Analysis: Suu Kyi's party seeks makeover to grab Myanmar's youth
With his walking stick, long white hair and thick spectacles from a bygone age buy monster beats, Win Tin embodies the challenge facing the party that has led the campaign for democracy in Myanmar but now needs new blood to secure its future.
The National League for Democracy (NLD) led by Nobel peace laureate Aung San Suu Kyi boycotted what it saw as flawed elections in 2010 that signaled the end of half a century of military rule in the former Burma but it will contest by-elections in April.
Suu Kyi's stature alone should ensure it gains a presence in parliament but the party can only live off its role in the fight for democracy for so long cheap beats by dre. It badly needs to develop policies and then win over voters who come of age in the new parliamentary era.
Win Tin has a mind as sharp as when he was a journalist challenging the brutal army dictatorship, which earned him 19 years in jail monster outlet, but the longtime aide to Suu Kyi is 82 years old and many other NLD leaders aren't much younger.

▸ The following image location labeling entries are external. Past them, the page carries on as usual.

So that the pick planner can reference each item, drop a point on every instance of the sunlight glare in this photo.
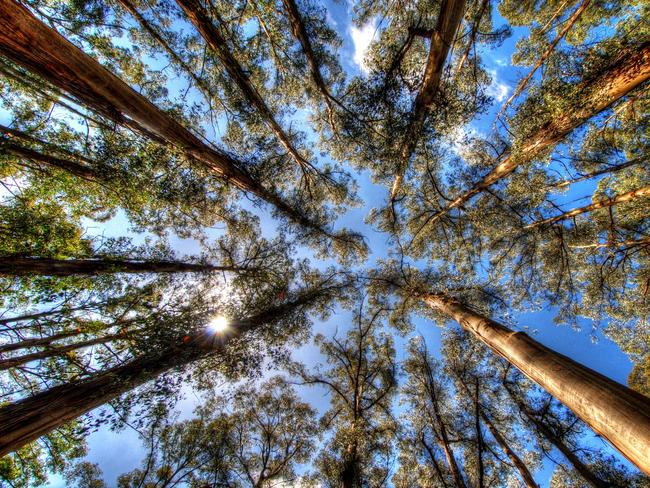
(218, 324)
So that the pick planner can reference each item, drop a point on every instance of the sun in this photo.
(218, 324)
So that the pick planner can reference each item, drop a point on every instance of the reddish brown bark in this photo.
(443, 440)
(472, 36)
(19, 266)
(567, 26)
(38, 341)
(524, 472)
(625, 74)
(607, 202)
(74, 167)
(449, 20)
(617, 413)
(26, 420)
(300, 33)
(545, 431)
(603, 171)
(55, 351)
(210, 33)
(28, 42)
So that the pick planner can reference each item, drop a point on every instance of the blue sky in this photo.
(117, 453)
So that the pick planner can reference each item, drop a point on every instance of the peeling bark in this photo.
(25, 266)
(55, 351)
(617, 413)
(28, 42)
(607, 202)
(26, 420)
(543, 429)
(627, 73)
(449, 20)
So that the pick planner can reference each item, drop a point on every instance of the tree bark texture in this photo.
(40, 49)
(607, 202)
(27, 419)
(442, 38)
(20, 266)
(566, 451)
(625, 74)
(617, 413)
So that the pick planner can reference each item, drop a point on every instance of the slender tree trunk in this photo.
(28, 42)
(625, 74)
(39, 341)
(617, 413)
(20, 266)
(173, 56)
(472, 37)
(74, 167)
(300, 33)
(210, 33)
(434, 461)
(567, 26)
(543, 429)
(479, 439)
(442, 428)
(625, 245)
(26, 420)
(607, 202)
(442, 38)
(55, 351)
(516, 460)
(593, 174)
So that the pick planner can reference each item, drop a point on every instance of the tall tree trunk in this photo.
(26, 420)
(173, 56)
(300, 33)
(567, 26)
(603, 171)
(628, 72)
(38, 341)
(449, 20)
(440, 423)
(512, 455)
(543, 429)
(434, 461)
(624, 245)
(74, 167)
(210, 33)
(479, 439)
(55, 351)
(607, 202)
(617, 413)
(351, 472)
(28, 42)
(472, 36)
(20, 266)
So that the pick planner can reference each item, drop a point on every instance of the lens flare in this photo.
(218, 324)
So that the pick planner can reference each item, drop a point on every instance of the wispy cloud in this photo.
(497, 89)
(361, 38)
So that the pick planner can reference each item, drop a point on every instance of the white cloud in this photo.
(497, 90)
(361, 38)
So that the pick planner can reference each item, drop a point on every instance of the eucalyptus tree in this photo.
(361, 379)
(113, 99)
(173, 344)
(594, 398)
(554, 427)
(254, 437)
(409, 100)
(429, 443)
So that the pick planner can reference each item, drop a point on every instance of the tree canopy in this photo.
(229, 202)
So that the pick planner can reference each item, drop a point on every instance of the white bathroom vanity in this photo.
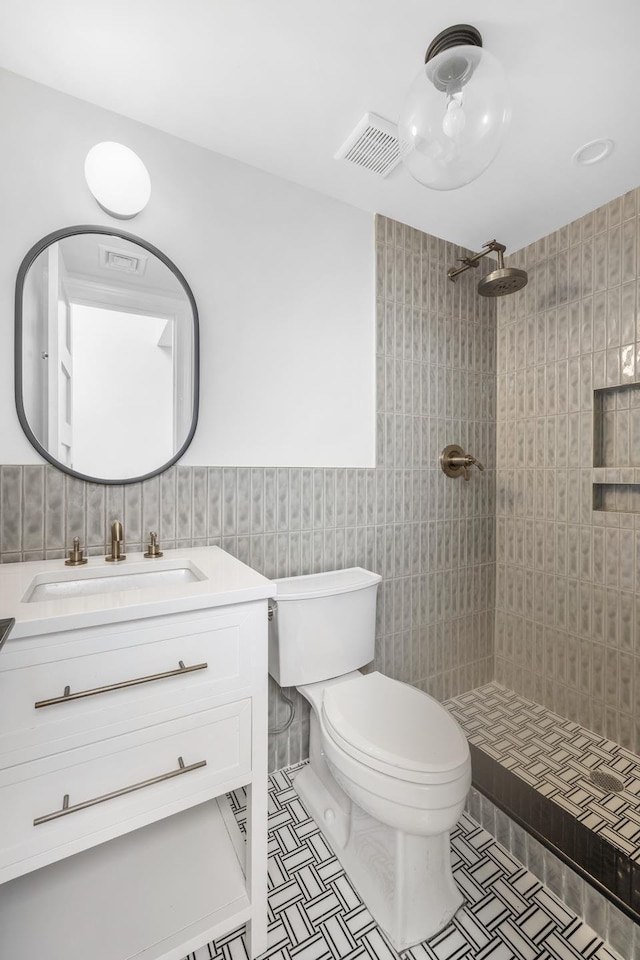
(132, 700)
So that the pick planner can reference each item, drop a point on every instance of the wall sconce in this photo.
(118, 179)
(456, 112)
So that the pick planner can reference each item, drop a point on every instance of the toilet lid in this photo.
(390, 724)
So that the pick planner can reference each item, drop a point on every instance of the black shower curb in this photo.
(611, 871)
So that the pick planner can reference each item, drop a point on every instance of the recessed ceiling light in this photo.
(593, 152)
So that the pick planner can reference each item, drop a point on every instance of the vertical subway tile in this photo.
(32, 513)
(12, 508)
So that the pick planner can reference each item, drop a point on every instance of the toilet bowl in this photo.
(389, 768)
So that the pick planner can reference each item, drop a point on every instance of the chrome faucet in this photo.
(117, 543)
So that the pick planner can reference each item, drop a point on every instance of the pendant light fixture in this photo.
(456, 112)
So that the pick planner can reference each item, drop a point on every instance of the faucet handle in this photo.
(76, 558)
(153, 547)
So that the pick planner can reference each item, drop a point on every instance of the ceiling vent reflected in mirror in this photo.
(113, 259)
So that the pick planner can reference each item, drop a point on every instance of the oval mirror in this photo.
(106, 363)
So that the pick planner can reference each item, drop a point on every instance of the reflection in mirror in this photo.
(106, 355)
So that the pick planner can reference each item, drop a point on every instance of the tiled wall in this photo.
(568, 578)
(430, 537)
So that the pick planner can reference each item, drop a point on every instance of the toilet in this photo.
(389, 768)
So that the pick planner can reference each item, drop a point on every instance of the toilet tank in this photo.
(324, 625)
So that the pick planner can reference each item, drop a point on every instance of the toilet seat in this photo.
(395, 729)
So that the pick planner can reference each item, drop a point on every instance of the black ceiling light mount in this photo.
(456, 112)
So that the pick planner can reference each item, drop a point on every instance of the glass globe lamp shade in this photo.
(454, 117)
(118, 179)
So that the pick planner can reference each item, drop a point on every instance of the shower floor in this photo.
(538, 767)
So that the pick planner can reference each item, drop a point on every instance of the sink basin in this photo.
(159, 574)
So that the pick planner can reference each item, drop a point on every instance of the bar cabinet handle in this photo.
(66, 809)
(67, 695)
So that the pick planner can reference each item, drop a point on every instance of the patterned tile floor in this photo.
(558, 758)
(315, 913)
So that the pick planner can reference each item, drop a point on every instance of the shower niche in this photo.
(616, 449)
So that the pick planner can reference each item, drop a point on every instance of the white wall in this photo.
(283, 279)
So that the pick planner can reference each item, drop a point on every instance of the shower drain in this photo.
(607, 781)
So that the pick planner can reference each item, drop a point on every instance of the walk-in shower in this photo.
(497, 283)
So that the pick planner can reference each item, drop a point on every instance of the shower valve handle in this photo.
(454, 462)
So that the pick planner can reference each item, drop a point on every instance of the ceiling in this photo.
(280, 84)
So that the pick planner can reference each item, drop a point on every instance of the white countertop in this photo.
(226, 580)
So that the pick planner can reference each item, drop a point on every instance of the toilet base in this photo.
(405, 880)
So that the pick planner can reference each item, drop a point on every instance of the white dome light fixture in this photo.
(118, 179)
(456, 112)
(593, 152)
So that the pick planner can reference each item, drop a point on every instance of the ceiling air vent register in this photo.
(373, 144)
(121, 260)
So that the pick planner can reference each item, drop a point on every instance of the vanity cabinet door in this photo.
(119, 785)
(122, 678)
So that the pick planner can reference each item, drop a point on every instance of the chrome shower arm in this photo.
(491, 246)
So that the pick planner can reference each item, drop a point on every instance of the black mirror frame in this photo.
(34, 252)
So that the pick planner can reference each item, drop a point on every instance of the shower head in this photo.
(502, 281)
(497, 283)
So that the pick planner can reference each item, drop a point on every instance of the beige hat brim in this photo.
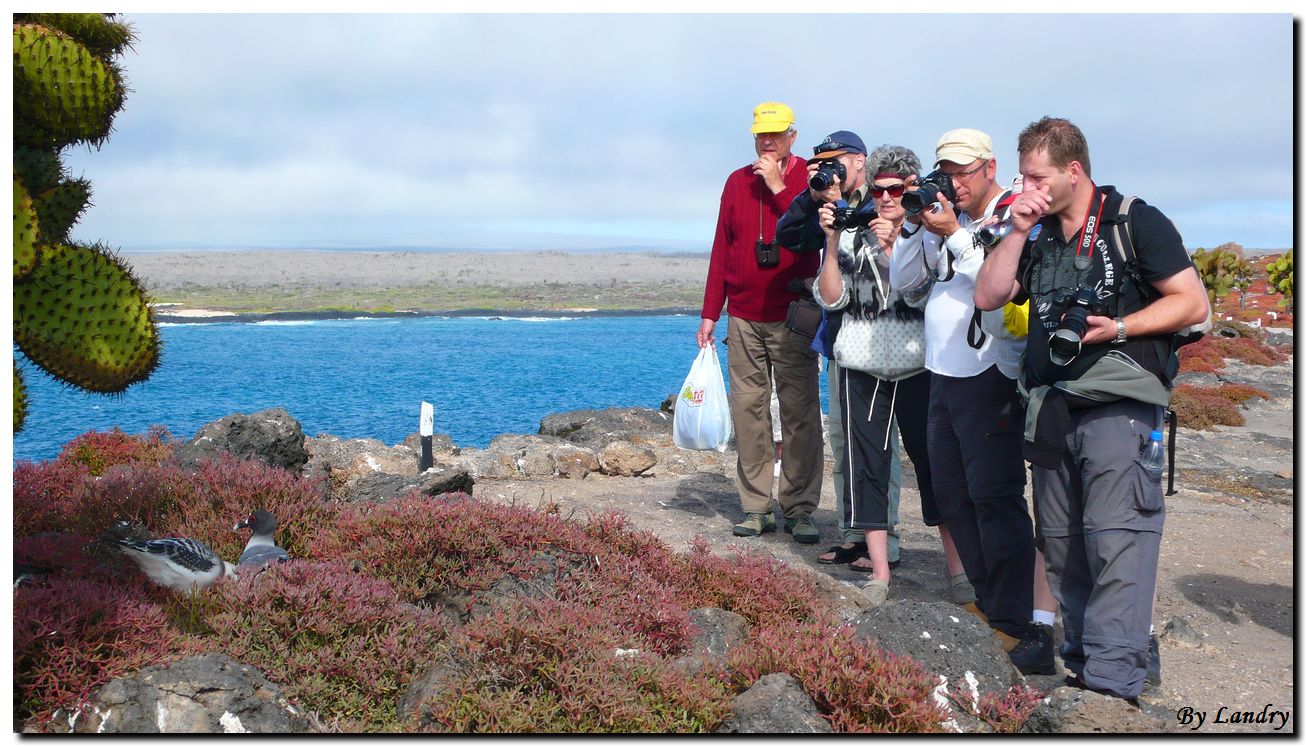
(959, 156)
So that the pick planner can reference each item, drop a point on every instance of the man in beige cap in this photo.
(750, 274)
(975, 425)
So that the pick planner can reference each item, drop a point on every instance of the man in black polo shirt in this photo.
(1098, 380)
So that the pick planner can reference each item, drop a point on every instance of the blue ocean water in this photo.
(366, 378)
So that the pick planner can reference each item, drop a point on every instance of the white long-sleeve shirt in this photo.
(952, 303)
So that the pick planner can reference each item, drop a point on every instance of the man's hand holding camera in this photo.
(826, 220)
(943, 221)
(773, 175)
(830, 193)
(1027, 209)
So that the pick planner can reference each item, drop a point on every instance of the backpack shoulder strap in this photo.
(1122, 231)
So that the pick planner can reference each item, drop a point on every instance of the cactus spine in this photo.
(80, 315)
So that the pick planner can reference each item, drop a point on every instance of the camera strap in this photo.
(1089, 231)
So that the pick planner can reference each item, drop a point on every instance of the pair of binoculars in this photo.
(766, 252)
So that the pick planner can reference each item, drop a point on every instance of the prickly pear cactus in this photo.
(80, 315)
(1280, 273)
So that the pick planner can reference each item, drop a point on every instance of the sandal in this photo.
(876, 592)
(841, 555)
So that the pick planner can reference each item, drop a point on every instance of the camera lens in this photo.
(991, 235)
(1065, 342)
(916, 201)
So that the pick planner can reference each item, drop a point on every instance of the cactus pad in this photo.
(38, 167)
(84, 317)
(97, 31)
(25, 230)
(59, 208)
(62, 93)
(20, 400)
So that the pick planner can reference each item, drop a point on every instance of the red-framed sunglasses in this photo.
(894, 190)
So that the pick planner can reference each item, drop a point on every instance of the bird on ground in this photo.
(177, 562)
(262, 549)
(28, 573)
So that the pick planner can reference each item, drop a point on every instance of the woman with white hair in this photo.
(855, 281)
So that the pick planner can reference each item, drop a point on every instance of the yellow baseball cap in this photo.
(771, 116)
(963, 146)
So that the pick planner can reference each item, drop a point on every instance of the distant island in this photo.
(188, 285)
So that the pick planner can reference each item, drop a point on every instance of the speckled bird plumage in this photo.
(178, 562)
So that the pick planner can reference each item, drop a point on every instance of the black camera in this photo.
(826, 171)
(766, 252)
(858, 217)
(929, 190)
(1064, 344)
(992, 234)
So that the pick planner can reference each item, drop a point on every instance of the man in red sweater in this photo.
(752, 274)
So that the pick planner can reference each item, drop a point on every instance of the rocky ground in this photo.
(1225, 584)
(1225, 603)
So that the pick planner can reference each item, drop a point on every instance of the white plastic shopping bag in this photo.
(702, 412)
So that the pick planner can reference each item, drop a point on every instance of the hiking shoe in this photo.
(754, 524)
(975, 610)
(1034, 651)
(961, 592)
(803, 530)
(1153, 674)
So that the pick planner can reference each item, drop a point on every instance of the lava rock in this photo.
(1075, 711)
(271, 436)
(775, 704)
(208, 694)
(948, 641)
(625, 459)
(719, 632)
(437, 481)
(596, 429)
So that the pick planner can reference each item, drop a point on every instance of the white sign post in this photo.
(425, 429)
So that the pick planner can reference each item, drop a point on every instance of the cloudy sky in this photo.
(586, 131)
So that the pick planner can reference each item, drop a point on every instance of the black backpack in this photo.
(1190, 334)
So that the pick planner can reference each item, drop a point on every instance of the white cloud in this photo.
(377, 128)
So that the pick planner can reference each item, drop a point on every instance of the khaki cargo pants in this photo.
(752, 348)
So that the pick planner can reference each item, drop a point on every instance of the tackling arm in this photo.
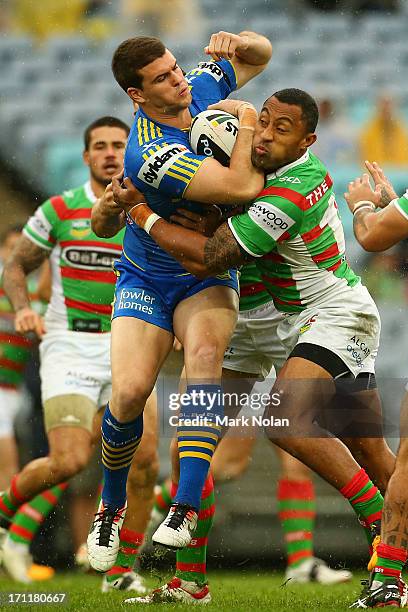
(198, 254)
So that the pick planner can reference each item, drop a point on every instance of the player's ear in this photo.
(85, 157)
(308, 140)
(136, 95)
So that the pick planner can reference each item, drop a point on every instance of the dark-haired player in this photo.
(75, 367)
(330, 328)
(155, 296)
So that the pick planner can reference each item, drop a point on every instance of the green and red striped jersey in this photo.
(81, 263)
(294, 230)
(15, 349)
(252, 291)
(402, 204)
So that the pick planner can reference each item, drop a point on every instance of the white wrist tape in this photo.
(151, 220)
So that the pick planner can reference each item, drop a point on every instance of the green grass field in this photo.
(231, 590)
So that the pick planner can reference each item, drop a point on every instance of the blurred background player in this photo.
(75, 368)
(377, 232)
(155, 297)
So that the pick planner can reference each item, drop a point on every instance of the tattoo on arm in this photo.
(385, 197)
(25, 258)
(222, 251)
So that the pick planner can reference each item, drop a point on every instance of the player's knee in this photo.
(228, 470)
(129, 399)
(66, 465)
(144, 470)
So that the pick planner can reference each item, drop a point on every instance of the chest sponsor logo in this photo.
(136, 300)
(270, 218)
(294, 180)
(156, 166)
(209, 68)
(80, 228)
(89, 258)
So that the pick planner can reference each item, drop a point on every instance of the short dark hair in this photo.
(298, 97)
(104, 122)
(132, 55)
(17, 228)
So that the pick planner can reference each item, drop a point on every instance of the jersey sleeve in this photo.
(267, 222)
(166, 167)
(41, 226)
(212, 80)
(401, 204)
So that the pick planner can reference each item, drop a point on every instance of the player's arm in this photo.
(248, 52)
(240, 183)
(108, 217)
(198, 254)
(25, 258)
(377, 231)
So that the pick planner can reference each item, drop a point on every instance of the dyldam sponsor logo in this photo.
(150, 170)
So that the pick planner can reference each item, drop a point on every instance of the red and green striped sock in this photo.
(30, 516)
(297, 512)
(365, 499)
(10, 501)
(191, 561)
(162, 498)
(390, 562)
(130, 542)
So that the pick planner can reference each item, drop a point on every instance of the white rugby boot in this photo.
(104, 537)
(176, 531)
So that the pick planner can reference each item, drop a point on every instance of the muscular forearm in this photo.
(185, 245)
(104, 223)
(367, 227)
(259, 50)
(15, 285)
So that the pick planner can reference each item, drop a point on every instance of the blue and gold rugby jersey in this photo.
(160, 162)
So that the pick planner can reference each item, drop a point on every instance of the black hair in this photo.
(298, 97)
(102, 122)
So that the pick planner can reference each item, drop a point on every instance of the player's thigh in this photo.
(290, 467)
(8, 460)
(138, 350)
(206, 318)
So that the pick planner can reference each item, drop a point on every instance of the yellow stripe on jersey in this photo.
(178, 176)
(139, 131)
(193, 454)
(195, 443)
(198, 434)
(132, 262)
(177, 168)
(145, 130)
(195, 163)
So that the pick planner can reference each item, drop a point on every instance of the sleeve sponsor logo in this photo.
(157, 165)
(270, 218)
(89, 258)
(40, 225)
(210, 68)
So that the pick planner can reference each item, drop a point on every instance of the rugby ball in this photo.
(213, 133)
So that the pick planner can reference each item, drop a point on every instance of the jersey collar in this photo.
(89, 193)
(284, 169)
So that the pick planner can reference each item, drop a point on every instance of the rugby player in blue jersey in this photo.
(156, 298)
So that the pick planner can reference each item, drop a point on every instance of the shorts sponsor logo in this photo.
(156, 166)
(89, 258)
(307, 325)
(358, 349)
(135, 299)
(270, 218)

"Our party is too old," Win Tin told Reuters, perched on the edge of his chair and leaning on a walking cane for support. "No one has suffered oppression like us dre beats outlet, but after serving so long in prison, we've been rather disconnected."
"We have youth leaders who are over 50 -- one is even a grandfather. But now that there's an opening, our party needs new life beats by dre sale, new faces, new blood if we want to survive and make a difference. It's time for us to make way for a new force."
Suu Kyi has taken the leap of faith needed to commit her party to a political system still controlled by the army and its proxies in parliament, a move welcomed by Western countries cautiously renewing ties with the nominally civilian government.